CINCINNATI -- The Dodgers had much of Sunday’s game mapped out ahead of time, including how long Clayton Kershaw would pitch, how many pitches he’d throw and when Tony Gonsolin would come in to relieve him.
Other items fell into place as well, though not as easy to plan ahead for, including a handy 8-5 win over the Reds and a display of power spread out over the bottom half of the order -- a little course correction after a couple of lighter days at the plate.
It all went nearly flawlessly. Kershaw hit the exact numbers the Dodgers were looking for in the lefty’s second start back since returning from the injured list, and more significantly, he looked strong during his 74-pitch, five-inning performance. The win allowed the Dodgers to keep pace with the Giants, who were scheduled to play the Braves in San Francisco later in the afternoon.
The combination of L.A.'s win over Cincinnati and San Francisco's loss to Atlanta means that the Dodgers sit just one game behind the first-place Giants in the National League West race.
“We checked all the boxes,” manager Dave Roberts said. “You just never know, the game can be so unpredictable. But how we looked at it, it played out the way we would have liked. Really good across the board on the pitching and run prevention side. And just offensively, I thought it was our best overall team approach today.”
Kershaw is still building up stamina and command after a two-month layoff while recovering from elbow issues, but he appears on track to be at full strength when October arrives. Roberts said Kershaw will be stretched to six innings in his next start.
The key to this win was Kershaw’s slider, which he threw 54 percent of the time and with which he recorded 15 swings and misses.
“It was better today overall,” Kershaw said. “The Reds are a team that’s pretty aggressive with the fastball. The gameplan today was to throw some spin. [Catcher] Will Smith and I were on the same page as far as that goes.
“Guys got some early swings on the slider. Toward the end there, they started backing up a little bit. I need to fix that, but overall, I thought it was better today.”
Roberts suspected Kershaw was squeezed on a few calls a little early in the game, but noted that overall, the veteran lefty was “fantastic.”
“I think the story of the day was that the slider was really good,” Roberts said. “He threw some really good curveballs, fastballs mixed in there. But overall, just really in control.”
“He’s Clayton Kershaw,” right fielder Mookie Betts said. “He was doing his thing. I’ve had that vantage point for two years now, it’s pretty fun to watch.”
Where Kershaw thrived, Reds starter Wade Miley struggled, and the Dodgers pounced. On a hot, humid day at Great American Ball Park, Will Smith launched a solo homer in the second, and following Chris Taylor’s base hit, Gavin Lux connected with a two-run shot to put the Dodgers up 3-0.
Corey Seager added a two-run homer off Miley in the third, a 420-foot shot to right-center that left his bat at 105 mph.

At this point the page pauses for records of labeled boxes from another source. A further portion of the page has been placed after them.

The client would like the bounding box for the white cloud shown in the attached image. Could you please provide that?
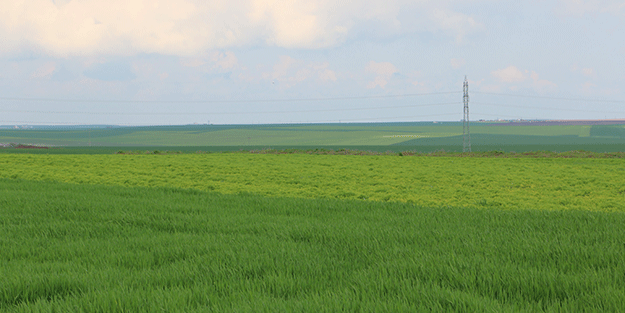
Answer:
[430,8,484,43]
[449,58,466,70]
[31,62,56,78]
[262,55,337,88]
[556,0,625,17]
[530,71,558,92]
[582,68,597,78]
[366,61,398,88]
[491,65,527,83]
[0,0,488,57]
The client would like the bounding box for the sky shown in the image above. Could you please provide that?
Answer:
[0,0,625,125]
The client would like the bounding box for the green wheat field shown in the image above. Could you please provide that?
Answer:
[0,121,625,312]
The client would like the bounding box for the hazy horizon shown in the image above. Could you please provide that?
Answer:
[0,0,625,125]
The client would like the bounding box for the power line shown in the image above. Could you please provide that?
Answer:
[0,91,460,103]
[472,102,625,114]
[472,91,625,103]
[0,111,457,126]
[0,102,459,115]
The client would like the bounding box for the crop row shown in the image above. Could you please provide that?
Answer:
[0,153,625,211]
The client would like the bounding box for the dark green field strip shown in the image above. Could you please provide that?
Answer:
[590,125,625,138]
[0,179,625,312]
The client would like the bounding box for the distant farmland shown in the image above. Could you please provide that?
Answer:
[0,121,625,152]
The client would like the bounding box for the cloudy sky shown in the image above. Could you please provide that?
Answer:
[0,0,625,125]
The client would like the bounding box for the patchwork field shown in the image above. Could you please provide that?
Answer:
[0,122,625,152]
[0,153,625,312]
[0,153,625,211]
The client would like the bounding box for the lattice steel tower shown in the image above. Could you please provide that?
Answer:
[462,76,471,152]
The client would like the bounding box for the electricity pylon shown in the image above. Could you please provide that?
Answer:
[462,76,471,152]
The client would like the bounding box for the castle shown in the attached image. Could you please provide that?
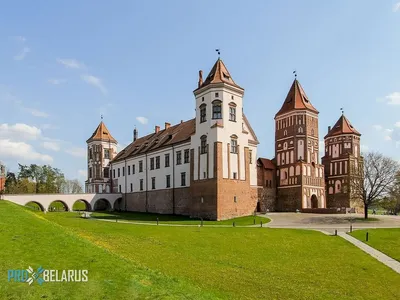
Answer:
[86,59,363,220]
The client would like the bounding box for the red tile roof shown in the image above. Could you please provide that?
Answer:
[112,119,196,162]
[275,79,318,117]
[325,115,361,138]
[86,121,117,143]
[258,157,275,170]
[197,58,243,90]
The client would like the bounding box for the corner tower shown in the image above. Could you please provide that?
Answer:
[190,58,258,220]
[322,114,364,211]
[85,121,118,193]
[275,79,326,211]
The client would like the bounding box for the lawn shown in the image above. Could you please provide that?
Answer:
[92,212,270,226]
[351,228,400,261]
[0,203,400,299]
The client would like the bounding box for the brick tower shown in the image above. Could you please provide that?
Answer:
[85,121,117,193]
[275,79,326,211]
[322,114,364,211]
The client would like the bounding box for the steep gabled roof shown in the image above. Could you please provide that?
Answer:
[197,58,243,90]
[325,114,361,138]
[86,121,118,143]
[258,157,275,170]
[112,119,195,162]
[275,79,318,117]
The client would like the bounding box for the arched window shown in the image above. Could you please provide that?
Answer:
[200,135,207,154]
[212,100,222,119]
[200,103,207,123]
[231,135,238,153]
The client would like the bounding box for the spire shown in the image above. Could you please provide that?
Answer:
[275,78,318,117]
[198,57,242,89]
[325,113,361,138]
[86,120,117,143]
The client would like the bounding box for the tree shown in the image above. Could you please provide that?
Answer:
[350,152,399,219]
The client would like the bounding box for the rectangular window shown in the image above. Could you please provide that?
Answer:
[150,157,154,170]
[104,149,110,159]
[165,153,169,168]
[181,172,186,186]
[176,151,182,165]
[200,105,207,123]
[231,139,237,153]
[156,156,160,169]
[229,106,236,122]
[139,179,143,191]
[183,149,189,164]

In the two games since Lux was hit by a ball from a pitching machine and initially deemed unavailable to finish the series in Cincinnati, the outfielder logged four hits in seven at-bats with five RBIs.
“They were on early today, did a great job,” Kershaw said of the Dodgers’ offense. “Wade is somebody that works fast, throws a lot of strikes. I think we just attacked him early, got some guys on base. It was nice to get that run support early and try to make it hold up.”